STREETLIFE - Nigel Paul Villarete - The Freeman

The Philippines’ January 1 aviation fiasco was one for the books. It left a dark mark on our aviation history and the economic losses, estimated to the hundreds of millions, or maybe even billions, of pesos, is not anything to laugh at or to be proud of. The government must exert all extreme efforts for it not to be ever repeated again. It shouldn’t have happened in the first place.

At the heart of the after-tale discussion is a system called CNS-ATM (Communications, Navigation, Surveillance – Air Traffic Management) system. The words are self-explanatory, albeit technical in nature – “communications” for how aircraft communicate with each other and the ground stations, “navigation” for how they move and are steered from origin to their destination, “surveillance” for how they are properly tracked so that they reach their destination and don’t collide with each other in the air. Air traffic management is self-explanatory, of course.

The first explanation which officially came seems to point out a deficiency of the CNS-ATM. In fact, what immediately was asked was a ?13-billion budget for its upgrading. People would immediately suspect it was the system’s fault, that’s why upgrades are needed. Subsequent explanations slowly deviated from this and pointed to causes outside of the system. But the harm has been done, a lot of people I know are convinced the CNS-ATM system is faulty and caused the fiasco.

In fact, there was, and is, nothing wrong with CNS-ATM. Since the 1990’s, the entire aviation sector has been embracing it and looked at it as the future of air navigation, agreed by most countries and embraced by the International Civil Aviation Organization (ICAO) through ICAO Document 9750. Most countries have already installed, or are in the process of installing, such related systems all over the world. The Philippines is fortunate to have gotten the assistance of JICA and acquired the CNS-ATM from Thales, which also provided the same to other countries such as Australia, Brunei, Cambodia, French Polynesia, Hong Kong, China, Singapore, Indonesia, Thailand, among others. We’re in good company, and our own CNS-ATM system, albeit slightly delayed, is operating perfectly and robustly.

It only came out around two or so days later, on what most probably has happened. Until they release the official explanation, we will always wonder what the truth is. But one thing is sure; it was not the CNS-ATM’s fault. It was something with the electrical system powering it, possibly the Uninterruptible Power Supply (UPS) or its standby battery, or a circuit breaker connected to it. Just as most of our computers may work perfectly even when brownout happens, they will also be turned off if the UPS fails.
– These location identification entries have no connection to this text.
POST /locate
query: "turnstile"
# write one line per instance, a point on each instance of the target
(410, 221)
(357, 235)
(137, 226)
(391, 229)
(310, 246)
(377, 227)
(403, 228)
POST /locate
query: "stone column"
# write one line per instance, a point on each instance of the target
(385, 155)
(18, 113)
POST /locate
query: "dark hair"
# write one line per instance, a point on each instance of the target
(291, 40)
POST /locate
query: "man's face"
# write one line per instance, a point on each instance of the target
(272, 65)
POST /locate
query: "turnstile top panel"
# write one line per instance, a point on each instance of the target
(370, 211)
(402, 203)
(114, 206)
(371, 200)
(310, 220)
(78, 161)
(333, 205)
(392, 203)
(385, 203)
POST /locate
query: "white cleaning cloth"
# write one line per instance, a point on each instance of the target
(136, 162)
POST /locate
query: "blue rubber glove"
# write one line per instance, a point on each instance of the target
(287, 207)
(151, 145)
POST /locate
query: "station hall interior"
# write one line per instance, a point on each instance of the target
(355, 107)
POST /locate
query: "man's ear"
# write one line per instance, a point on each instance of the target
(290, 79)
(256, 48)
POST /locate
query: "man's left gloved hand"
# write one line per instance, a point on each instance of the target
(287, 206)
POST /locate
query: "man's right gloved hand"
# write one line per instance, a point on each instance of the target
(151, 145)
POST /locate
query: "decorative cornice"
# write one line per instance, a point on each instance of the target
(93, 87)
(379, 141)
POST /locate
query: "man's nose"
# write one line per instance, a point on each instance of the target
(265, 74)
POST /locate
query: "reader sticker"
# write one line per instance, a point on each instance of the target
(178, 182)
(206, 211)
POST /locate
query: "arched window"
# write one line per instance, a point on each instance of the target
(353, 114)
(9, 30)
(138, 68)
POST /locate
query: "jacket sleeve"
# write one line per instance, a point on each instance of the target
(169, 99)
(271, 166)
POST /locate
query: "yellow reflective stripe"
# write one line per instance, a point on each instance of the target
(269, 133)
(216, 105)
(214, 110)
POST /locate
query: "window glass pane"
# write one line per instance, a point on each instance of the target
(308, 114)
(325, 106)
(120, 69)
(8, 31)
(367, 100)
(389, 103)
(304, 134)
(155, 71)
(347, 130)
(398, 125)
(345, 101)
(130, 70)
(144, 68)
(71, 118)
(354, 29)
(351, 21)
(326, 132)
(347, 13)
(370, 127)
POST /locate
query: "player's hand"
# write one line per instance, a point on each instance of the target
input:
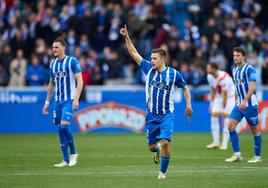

Our CNS-ATM did not fail, it was working properly, excellently in fact. But nothing beats a faulty electrical supply. The question is why did it happen?

The CNS-ATM is fail-safe! It has multiple redundancies which always perfectly ensures it won’t fail and will continue to operate, save for global disruptions like earthquakes, volcanic eruptions, typhoons, or nuclear wars. CNS-ATMs all over the world don’t fail. Ours didn’t also, but our agencies’ ability to provide continuous power did. Why?